I haven't seen the new Star Wars movie yet, so there won't be any spoilers here (not that there would be anyhow). I have tickets for a Monday matinee, but I'm not sure I can wait until then.
I'm inspired by last night's episode of The Big Bang Theory. I enjoyed their coverage of the new release, but one line gave me pause. While three of the geeks await the show (Sheldon's in bed with his girlfriend finding another use for the force), they're joined by Will Wheaton, dressed in Star Trek grab and appropriately booed and hissed by the crowd. Will tells our inept heroes something like, "Whether or not the movie is good won't make a difference when you wake up in the morning." They nod and sigh in dejected acceptance.

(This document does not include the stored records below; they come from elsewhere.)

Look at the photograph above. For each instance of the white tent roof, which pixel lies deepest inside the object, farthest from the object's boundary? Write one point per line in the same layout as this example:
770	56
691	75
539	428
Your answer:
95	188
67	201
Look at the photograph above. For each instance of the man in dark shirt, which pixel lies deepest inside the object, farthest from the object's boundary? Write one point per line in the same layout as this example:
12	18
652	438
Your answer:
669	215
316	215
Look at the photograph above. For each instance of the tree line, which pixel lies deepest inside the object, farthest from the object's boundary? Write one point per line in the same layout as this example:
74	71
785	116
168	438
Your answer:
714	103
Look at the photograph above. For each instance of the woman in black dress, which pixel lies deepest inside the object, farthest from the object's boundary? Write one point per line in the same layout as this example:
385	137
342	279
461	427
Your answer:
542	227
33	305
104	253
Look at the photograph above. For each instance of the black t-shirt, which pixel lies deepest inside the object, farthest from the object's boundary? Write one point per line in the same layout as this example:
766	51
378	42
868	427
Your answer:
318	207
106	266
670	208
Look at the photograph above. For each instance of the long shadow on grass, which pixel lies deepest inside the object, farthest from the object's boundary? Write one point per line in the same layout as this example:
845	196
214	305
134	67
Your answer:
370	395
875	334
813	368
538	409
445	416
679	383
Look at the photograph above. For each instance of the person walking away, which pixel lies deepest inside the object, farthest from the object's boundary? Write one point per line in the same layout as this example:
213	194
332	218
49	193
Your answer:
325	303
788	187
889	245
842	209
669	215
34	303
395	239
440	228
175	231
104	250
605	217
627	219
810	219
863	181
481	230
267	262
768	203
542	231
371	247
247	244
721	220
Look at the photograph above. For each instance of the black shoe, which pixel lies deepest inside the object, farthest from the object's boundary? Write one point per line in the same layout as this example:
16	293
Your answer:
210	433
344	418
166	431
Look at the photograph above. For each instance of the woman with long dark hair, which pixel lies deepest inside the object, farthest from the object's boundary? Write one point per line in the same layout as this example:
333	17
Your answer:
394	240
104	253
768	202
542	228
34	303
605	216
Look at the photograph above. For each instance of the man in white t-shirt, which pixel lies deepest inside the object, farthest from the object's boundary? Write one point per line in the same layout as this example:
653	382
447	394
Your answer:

I disagree. We need Star Wars, and we need it to be good. We need it to be the best fucking movie ever made. It makes no difference whether or not you're a fan. This is bigger than what George Lucas started in the 70s. This is not just a cultural phenomenon. This is how art shines. How creativity and imagination take us to another level. We're fed up. We're frustrated. We need hope. We're desperate for light. Star Wars gives us both.
I liken this to the arrival of The Beatles in 1964. Kennedy's assassination, civil unrest, the brink of war in Vietnam; America torn apart at the seams. The Fab Four descended like Gods (dare I say Jedi Knights?) from their jet airliner and swept us away. I wasn't even born yet, and I'm hypnotized by the footage. It doesn't matter whether or not you like their music. (If you don't, you're fucked in the head.) Look, I'm an Elvis fan, first and foremost, but this isn't about competition and rivalry. Elvis opened the door for The Beatles. That's not at question. This is about basic human needs. Love and belonging. Self-transcendence. About looking at the person sitting next to you in the theatre and knowing (without saying), we're here. We've made it. We're sharing this together. It's fucking special. It's important. It's what makes life beautiful. No matter what the hell is going on in the world, we have this. Nobody can take this moment away.
Here's another example of my thesis. I love the movie A Bronx Tale, but I question the part on the school bus when an angry Robert DeNiro asks his misguided son, "What did Mickey Mantle ever do for you?" Mickey Mantle did so much. He did everything! He made so many people happy (even if you hate the Yankees!). We care about our athletes and our sports teams for the same reason we love the movies. They give us something to cheer for.
I saw Star Wars in 1977 with my older brother and one of his friends. There was commotion in the parking lot. A fender-bender, someone got cut off, not enough spaces. I can't remember anymore. It was New York City, though. There's always somebody screaming at something there. All I remember is being with my big brother. I miss those days. I wish I could see the new release with him (and my little brother). We're a country apart now, but the Force is still strong in us. I'll picture their smiles and hear their shouts when I see the Millennium Falcon and miss their grumbles at this generation's Darth Vader (while secretly loving him). I'll wish for matching light sabers under the Christmas tree like we got when we were small.
But before that, I'll cry when I see those famous words light up the movie screen. "A long time ago in a galaxy far, far away...." I'll bawl like a fucking baby. I need to. We all do.